Let’s take a look at another case:
This results from low-resolution measurements like in the iris dataset, which is measured to 1mm precision. It’s similar to case 2, but in this case we can jitter on both the x and y axis.
ggplot(iris, aes(Sepal.Length, Sepal.Width, color = Species)) +
# Swap for jitter layer with width 0.1
geom_jitter(alpha = 0.5,width = 0.1)
#jitter within geom_point
ggplot(iris, aes(Sepal.Length, Sepal.Width, color = Species)) +
# Set the position to jitter
geom_point(alpha = 0.5, position = "jitter")
ggplot(iris, aes(Sepal.Length, Sepal.Width, color = Species)) +
# Use a jitter position function with width 0.1
geom_point(alpha = 0.5, position = position_jitter(width = 0.1))
Notice that jitter can be a geom itself (i.e. geom_jitter()), an argument in geom_point() (i.e. position = “jitter”), or a position function, (i.e. position_jitter()).
Let’s take a look at the last case of dealing with overplotting:
This can be type integer (i.e. 1 ,2, 3…) or categorical (i.e. class factor) variables. factor is just a special class of type integer.
We’ll typically have a small, defined number of intersections between two variables, which is similar to case 3, but you may miss it if you don’t realize that integer and factor data are the same as low precision data.

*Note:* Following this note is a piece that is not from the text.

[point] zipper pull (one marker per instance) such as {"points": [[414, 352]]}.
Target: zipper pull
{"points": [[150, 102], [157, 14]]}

The Vocab dataset provided contains the years of education and vocabulary test scores from respondents to US General Social Surveys from 1972-2004.
library(carData)
Attaching package: 㤼㸱carData㤼㸲
The following object is masked _by_ 㤼㸱.GlobalEnv㤼㸲:
Vocab
# Examine the structure of Vocab
str(Vocab)
'data.frame': 30351 obs. of 4 variables:
$ year : num 1974 1974 1974 1974 1974 ...
$ sex : Factor w/ 2 levels "Female","Male": 2 2 1 1 1 2 2 2 1 1 ...
$ education : num 14 16 10 10 12 16 17 10 12 11 ...
$ vocabulary: Factor w/ 11 levels "0","1","2","3",..: 10 10 10 6 9 9 10 6 4 6 ...
# Plot vocabulary vs. education
ggplot(Vocab, aes(education, vocabulary)) +
# Add a point layer
geom_point()
ggplot(Vocab, aes(education, vocabulary)) +
# Change to a jitter layer
geom_jitter()
ggplot(Vocab, aes(education, vocabulary)) +
# Set the transparency to 0.2
geom_jitter(alpha=0.2)
ggplot(Vocab, aes(education, vocabulary)) +
# Set the shape to 1
geom_jitter(alpha = 0.2, shape = 1)
Notice how jittering and alpha blending serves as a great solution to the overplotting problem here. Setting the shape to 1 didn’t really help, but it was useful in the previous exercises when you had less data. We need to consider each plot individually.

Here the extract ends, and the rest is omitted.